In that 1949 edition, Fausto Coppi was about to deliver the most legendary exploit of his extraordinary career in the Cuneo-Pinerolo stage of the Giro d’Italia, beating second-placed Gino Bartali by more than 11 minutes and taking the Maglia Rosa off the shoulders of Adolfo Leoni.
In that year’s Corsa Rosa, however, the Campionissimo had already won two stages, the first of which in Salerno, in the endless 292 km Cosenza-Salerno. The finish line was located inside the old Stadio Comunale and the stage had been very demanding, as it featured a gruelling journey across the mountains of Calabria and Lucania before heading towards the sea. The turning point came right in the heart of the city, with just a few hundred metres to go: the three breakaway riders Adolfo Leoni, Antonio Bevilacqua and Giorgio Cargioli were caught shortly after entering the city.

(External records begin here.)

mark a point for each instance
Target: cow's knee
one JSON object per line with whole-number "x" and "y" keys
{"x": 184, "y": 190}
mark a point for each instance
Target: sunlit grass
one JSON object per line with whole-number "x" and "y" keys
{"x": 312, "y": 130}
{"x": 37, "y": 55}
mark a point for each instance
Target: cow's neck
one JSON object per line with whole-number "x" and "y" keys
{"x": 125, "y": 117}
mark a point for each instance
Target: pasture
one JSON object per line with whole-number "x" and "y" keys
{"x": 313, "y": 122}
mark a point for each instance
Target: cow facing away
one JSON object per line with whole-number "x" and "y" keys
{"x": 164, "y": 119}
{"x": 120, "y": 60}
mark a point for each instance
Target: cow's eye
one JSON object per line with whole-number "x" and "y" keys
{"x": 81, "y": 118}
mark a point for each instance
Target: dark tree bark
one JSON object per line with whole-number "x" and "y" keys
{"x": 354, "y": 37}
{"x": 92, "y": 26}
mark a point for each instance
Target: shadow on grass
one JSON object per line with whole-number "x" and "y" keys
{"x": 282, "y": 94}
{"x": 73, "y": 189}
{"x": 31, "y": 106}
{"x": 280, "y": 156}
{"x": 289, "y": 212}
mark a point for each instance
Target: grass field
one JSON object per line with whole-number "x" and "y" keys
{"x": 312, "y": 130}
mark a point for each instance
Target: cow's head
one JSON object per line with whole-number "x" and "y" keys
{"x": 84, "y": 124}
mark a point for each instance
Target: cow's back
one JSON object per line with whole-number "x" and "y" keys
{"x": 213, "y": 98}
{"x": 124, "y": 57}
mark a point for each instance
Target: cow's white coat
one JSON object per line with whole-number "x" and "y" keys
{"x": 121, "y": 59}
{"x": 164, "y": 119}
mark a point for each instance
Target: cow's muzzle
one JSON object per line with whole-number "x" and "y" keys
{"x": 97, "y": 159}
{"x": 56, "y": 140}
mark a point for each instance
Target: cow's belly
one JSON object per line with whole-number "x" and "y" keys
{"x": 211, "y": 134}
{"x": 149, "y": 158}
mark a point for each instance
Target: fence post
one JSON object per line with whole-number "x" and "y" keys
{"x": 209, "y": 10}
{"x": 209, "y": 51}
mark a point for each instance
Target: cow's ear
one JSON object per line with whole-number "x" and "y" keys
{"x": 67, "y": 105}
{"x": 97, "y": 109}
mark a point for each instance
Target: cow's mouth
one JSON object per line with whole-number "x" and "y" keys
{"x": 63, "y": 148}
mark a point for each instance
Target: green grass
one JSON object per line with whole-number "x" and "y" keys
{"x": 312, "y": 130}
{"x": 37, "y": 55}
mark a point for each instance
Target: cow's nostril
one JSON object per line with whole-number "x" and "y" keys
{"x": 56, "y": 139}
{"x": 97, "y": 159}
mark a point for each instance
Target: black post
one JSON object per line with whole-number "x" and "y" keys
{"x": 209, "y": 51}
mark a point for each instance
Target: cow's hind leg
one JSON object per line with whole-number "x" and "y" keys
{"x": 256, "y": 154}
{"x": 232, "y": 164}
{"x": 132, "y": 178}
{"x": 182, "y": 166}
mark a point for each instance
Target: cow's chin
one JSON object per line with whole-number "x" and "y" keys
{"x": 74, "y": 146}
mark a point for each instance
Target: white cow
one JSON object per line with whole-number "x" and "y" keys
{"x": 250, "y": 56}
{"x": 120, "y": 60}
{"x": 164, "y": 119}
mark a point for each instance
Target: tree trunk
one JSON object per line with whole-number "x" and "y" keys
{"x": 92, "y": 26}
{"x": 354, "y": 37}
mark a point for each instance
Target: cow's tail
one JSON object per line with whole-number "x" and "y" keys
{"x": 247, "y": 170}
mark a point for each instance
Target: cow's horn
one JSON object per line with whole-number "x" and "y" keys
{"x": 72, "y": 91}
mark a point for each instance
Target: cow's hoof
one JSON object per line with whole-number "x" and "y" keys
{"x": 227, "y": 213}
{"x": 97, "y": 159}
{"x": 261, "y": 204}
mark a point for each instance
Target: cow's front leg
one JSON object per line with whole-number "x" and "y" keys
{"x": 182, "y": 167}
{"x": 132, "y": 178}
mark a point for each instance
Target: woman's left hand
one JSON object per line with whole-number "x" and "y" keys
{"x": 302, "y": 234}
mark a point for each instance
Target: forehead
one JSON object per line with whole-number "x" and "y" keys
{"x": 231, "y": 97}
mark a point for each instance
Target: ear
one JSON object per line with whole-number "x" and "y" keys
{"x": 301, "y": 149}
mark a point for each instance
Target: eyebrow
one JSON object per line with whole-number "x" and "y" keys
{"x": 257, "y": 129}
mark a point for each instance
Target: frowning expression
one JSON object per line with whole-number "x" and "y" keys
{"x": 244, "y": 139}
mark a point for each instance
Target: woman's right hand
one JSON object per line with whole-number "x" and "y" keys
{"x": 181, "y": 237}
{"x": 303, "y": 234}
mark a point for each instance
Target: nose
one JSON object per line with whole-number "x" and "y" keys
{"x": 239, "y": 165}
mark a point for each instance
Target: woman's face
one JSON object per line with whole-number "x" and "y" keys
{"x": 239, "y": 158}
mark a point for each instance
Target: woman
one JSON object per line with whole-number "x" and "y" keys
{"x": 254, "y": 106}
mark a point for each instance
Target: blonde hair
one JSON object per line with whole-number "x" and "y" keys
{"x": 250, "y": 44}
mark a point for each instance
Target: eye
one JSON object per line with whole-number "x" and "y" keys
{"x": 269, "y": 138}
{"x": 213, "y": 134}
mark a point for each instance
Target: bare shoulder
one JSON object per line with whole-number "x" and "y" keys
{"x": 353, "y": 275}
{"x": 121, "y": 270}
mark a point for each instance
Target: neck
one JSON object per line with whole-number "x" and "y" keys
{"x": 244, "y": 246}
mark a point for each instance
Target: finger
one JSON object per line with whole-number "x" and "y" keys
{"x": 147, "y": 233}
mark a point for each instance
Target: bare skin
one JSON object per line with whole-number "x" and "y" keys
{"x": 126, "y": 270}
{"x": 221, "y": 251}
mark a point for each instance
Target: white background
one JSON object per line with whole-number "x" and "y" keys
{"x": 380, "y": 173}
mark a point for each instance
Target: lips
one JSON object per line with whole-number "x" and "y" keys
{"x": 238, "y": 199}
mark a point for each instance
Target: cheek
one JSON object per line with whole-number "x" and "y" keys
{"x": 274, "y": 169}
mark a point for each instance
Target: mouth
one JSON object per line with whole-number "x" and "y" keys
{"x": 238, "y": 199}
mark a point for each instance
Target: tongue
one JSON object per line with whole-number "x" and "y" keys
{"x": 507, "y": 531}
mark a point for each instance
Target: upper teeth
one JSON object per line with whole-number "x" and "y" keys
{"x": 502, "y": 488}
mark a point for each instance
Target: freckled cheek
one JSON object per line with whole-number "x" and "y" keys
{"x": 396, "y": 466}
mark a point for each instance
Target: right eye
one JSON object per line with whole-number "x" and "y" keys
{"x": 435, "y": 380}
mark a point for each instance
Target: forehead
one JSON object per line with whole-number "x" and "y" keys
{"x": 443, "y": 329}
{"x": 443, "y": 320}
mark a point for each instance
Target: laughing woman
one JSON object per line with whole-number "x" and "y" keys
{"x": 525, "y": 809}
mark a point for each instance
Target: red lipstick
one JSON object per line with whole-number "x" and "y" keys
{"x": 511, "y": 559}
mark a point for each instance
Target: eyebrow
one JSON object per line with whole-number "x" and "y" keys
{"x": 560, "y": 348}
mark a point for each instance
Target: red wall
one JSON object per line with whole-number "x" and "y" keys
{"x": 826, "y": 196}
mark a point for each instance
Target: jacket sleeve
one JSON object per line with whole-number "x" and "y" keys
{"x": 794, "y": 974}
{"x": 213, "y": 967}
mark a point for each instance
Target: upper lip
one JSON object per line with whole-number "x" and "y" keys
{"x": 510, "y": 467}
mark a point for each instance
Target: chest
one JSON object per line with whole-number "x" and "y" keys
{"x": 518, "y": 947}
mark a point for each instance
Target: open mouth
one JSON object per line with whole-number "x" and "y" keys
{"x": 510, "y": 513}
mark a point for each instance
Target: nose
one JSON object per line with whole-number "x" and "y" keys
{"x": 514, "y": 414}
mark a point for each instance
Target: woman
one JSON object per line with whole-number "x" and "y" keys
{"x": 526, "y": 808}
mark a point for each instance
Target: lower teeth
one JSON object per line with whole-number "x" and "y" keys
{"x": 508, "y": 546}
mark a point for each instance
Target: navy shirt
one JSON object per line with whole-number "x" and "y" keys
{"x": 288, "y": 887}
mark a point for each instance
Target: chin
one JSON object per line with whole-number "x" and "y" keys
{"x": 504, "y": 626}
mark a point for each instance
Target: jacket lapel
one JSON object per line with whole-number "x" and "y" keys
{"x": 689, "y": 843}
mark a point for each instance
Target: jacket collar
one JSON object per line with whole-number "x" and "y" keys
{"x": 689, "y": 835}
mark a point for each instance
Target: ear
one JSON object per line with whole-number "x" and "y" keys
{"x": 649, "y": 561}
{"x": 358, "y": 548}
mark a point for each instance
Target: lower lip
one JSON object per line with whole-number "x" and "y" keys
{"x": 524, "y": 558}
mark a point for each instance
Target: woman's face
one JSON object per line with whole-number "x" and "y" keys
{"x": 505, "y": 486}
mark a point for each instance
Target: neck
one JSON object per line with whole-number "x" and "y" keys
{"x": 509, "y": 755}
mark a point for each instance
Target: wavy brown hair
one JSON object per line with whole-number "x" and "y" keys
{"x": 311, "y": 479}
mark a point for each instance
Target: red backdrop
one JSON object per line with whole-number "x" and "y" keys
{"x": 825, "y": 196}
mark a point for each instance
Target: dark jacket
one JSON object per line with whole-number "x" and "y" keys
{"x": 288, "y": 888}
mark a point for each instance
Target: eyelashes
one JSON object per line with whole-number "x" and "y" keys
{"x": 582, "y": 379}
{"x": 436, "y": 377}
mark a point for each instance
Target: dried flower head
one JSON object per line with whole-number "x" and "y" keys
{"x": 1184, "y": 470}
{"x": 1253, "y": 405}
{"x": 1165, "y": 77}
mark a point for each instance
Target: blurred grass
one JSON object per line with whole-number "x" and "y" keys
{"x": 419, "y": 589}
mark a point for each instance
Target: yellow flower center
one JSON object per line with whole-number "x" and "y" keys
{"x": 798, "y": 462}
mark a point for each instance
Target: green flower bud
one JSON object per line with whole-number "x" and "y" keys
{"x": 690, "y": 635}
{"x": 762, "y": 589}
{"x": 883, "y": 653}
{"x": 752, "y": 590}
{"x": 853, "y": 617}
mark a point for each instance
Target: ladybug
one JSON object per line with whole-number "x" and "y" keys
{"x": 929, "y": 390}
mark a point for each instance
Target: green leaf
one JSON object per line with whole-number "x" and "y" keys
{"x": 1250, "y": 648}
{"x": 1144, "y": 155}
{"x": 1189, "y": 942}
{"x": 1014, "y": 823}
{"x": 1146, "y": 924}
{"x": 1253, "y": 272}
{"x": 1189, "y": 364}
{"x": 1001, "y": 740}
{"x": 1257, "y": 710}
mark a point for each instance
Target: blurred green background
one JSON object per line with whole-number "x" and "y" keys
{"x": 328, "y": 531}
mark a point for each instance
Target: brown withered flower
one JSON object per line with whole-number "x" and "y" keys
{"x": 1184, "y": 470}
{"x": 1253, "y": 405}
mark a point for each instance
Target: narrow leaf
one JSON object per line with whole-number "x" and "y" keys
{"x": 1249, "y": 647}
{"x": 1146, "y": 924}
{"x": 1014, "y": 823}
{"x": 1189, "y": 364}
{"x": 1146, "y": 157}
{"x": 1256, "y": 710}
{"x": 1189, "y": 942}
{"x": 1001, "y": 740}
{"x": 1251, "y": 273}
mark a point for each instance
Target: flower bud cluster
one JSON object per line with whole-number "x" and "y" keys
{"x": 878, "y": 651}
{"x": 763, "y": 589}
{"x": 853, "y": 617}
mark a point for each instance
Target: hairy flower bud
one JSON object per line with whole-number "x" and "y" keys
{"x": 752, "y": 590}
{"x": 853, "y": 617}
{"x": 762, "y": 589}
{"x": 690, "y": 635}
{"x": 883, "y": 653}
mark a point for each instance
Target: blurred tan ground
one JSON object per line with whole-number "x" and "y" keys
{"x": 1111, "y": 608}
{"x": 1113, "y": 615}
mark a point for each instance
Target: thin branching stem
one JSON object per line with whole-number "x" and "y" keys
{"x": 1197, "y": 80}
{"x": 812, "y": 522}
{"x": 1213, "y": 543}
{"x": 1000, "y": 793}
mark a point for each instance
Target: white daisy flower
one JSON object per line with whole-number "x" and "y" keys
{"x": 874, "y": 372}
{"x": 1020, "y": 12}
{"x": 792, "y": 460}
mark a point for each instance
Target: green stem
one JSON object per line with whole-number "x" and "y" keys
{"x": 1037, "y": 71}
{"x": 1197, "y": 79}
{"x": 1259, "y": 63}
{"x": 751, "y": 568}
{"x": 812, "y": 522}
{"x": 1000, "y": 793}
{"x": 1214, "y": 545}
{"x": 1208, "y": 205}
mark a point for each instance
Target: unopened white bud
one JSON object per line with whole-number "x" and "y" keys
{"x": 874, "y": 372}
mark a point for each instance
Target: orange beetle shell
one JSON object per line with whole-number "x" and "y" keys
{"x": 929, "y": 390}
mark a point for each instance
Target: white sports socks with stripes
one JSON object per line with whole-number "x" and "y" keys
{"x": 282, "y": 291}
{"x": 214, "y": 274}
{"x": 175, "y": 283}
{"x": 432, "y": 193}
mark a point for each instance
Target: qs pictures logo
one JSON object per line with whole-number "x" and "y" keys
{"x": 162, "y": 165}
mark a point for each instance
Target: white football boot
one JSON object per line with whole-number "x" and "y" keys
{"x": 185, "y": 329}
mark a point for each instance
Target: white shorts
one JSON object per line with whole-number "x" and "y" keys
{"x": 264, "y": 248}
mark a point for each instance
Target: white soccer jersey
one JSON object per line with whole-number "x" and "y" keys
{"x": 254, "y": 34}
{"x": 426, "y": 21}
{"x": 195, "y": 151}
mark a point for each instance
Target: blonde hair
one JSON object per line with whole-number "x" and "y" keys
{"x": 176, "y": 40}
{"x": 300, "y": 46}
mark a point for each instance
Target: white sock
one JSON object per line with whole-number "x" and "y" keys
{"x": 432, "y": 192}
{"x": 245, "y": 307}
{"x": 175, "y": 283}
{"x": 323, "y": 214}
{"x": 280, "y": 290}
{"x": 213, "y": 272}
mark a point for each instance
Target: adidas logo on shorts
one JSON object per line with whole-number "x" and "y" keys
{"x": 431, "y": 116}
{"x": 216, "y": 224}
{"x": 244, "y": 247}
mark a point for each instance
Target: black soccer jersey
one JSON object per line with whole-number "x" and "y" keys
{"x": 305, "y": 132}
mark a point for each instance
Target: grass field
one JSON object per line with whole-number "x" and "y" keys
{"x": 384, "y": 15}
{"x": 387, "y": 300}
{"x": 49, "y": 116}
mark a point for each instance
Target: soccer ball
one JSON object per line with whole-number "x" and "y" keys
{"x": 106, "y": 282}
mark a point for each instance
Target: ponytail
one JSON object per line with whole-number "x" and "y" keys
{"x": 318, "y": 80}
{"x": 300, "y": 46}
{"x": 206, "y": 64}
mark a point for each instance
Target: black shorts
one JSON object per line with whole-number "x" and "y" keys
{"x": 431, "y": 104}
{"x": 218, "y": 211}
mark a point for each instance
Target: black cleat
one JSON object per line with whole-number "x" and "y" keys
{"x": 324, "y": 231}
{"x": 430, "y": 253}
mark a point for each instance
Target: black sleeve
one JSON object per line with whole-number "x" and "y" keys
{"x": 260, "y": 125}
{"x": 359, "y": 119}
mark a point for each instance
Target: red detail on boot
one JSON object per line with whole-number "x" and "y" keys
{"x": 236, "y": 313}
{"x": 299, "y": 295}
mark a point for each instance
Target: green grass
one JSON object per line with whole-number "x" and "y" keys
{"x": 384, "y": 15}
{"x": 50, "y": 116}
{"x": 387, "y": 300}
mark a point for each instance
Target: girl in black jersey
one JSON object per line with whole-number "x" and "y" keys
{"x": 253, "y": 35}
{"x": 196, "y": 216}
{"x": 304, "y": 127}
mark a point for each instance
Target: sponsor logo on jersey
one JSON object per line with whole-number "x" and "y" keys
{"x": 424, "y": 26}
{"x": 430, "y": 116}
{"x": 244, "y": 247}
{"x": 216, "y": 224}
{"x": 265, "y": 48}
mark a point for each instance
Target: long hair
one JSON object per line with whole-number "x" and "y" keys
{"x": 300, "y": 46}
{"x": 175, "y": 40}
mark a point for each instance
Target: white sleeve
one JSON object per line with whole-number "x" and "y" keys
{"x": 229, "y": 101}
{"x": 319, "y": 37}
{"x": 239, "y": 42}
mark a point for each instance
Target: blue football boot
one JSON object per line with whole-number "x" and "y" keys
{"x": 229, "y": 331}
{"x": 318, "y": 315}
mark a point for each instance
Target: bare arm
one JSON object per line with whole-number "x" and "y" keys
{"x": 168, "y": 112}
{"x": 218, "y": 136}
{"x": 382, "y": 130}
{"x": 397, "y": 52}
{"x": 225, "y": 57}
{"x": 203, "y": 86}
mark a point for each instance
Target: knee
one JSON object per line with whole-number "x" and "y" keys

Coppi picked an unimaginable spot to place his attack, sprinting up the ramps of Via dei Principati and catching the breakaway shortly before producing a furious sprint in which he overtook Leoni and his lifelong rival Bartali. On the podium that afternoon, wearing Rosa was Giordano Cottur, who held the jersey for a few days before surrendering it to Mario Fazio, then to Adolfo Leoni and, finally, after the epic day in Pinerolo, to the Campionissimo, in what was to be his third overall victory at the Giro d’Italia. A month after the Superga tragedy and the loss of the entire Grande Torino football team, Italian sport had found a reason to smile again.